Пройденный путь — страница 35 из 95

— Он очнется?

— Я не знаю. Нужно время. Душу в тело вернуть — это не щелчком пальцев свет зажечь, — и Эдуард вышел, оставив меня с телом Реггана наедине.

Я сидел, прислонясь к стене затылком, и просто смотрел на бездыханное тело. Наверное, я задремал, потому что только в последний момент смог сгруппироваться и не проломить себе голову об штырь, торчащий из стены, когда обычным выбросом силы меня туда подбросило и швырнуло вниз. Головой и спиной я ударился прилично. Стекла разбились вдребезги, предметы по комнате разлетелись в хаотичном беспорядке.

Приподняв голову, я увидел, что Регган сидит на кровати и боится пошевелиться. Боли быть не должно, но он явно не понимал, что случилось с его источником и почему его силы так резко увеличились.

Внезапно его взгляд остановился на мне. Он смотрел на меня довольно долго, а потом тихо произнес, еле шевеля потрескавшимися губами.

— Дей, что ты сделал? — не дожидаясь ответа, он протянул руку к своей голове и коснулся правого виска. — У тебя здесь…

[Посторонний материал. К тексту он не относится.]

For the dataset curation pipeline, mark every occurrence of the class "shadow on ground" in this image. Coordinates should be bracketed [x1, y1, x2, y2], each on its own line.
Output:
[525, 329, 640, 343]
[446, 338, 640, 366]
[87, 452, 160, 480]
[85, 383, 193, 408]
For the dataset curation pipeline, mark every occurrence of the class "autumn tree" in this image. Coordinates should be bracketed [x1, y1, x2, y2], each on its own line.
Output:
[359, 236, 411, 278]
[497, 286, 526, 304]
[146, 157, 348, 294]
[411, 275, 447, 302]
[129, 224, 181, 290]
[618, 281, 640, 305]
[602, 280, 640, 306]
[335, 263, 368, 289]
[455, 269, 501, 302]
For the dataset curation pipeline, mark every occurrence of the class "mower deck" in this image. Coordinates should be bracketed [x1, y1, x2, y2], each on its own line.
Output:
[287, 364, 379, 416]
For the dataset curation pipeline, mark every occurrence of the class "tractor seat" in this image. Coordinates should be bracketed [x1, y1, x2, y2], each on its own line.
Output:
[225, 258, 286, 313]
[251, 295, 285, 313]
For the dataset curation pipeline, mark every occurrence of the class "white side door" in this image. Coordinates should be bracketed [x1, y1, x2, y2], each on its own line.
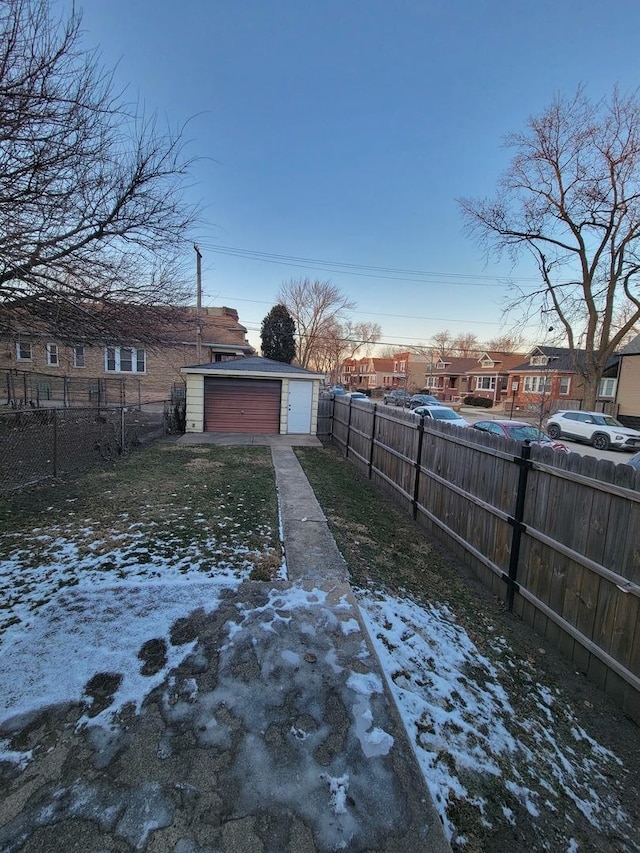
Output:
[287, 380, 312, 433]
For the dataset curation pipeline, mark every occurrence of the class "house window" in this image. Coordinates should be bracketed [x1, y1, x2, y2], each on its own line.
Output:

Я повел в воздухе рукой, и мрачно рассмотрел себя в образовавшемся зеркале. В общем-то, ничего не изменилось, кроме одной казалось бы незначительной детали — мой правый висок украшала четко видимая на фоне иссиня-черных волос седая прядь.

Глава 15

Уже неделю я прячусь от Реггана Гволхмэя. Он оказался уникален, в том плане, что помнил о том, что случилось за Гранью. Люди не помнят таких вещей, а вот он умудрился запомнить. Мало того, именно то, что Эдуард чуть не утопил меня в Стиксе, обзывая всякими нехорошими словами при этом, убедили Реггана в том, что ради него я сотворил нечто ужасное. Моя седина на виске подлила масло в огонь. А то, что осталось от палаты лишь укрепило вбитое в эту упрямую голову, причем то, что половина из этих разрушений выпала на его долю, его совершенно не убедило, потому что он не чувствовал отпечатка своей магии. Поэтому меня снова обозвали нехорошими словами и заявили, что обманывать друзей — это очень плохо.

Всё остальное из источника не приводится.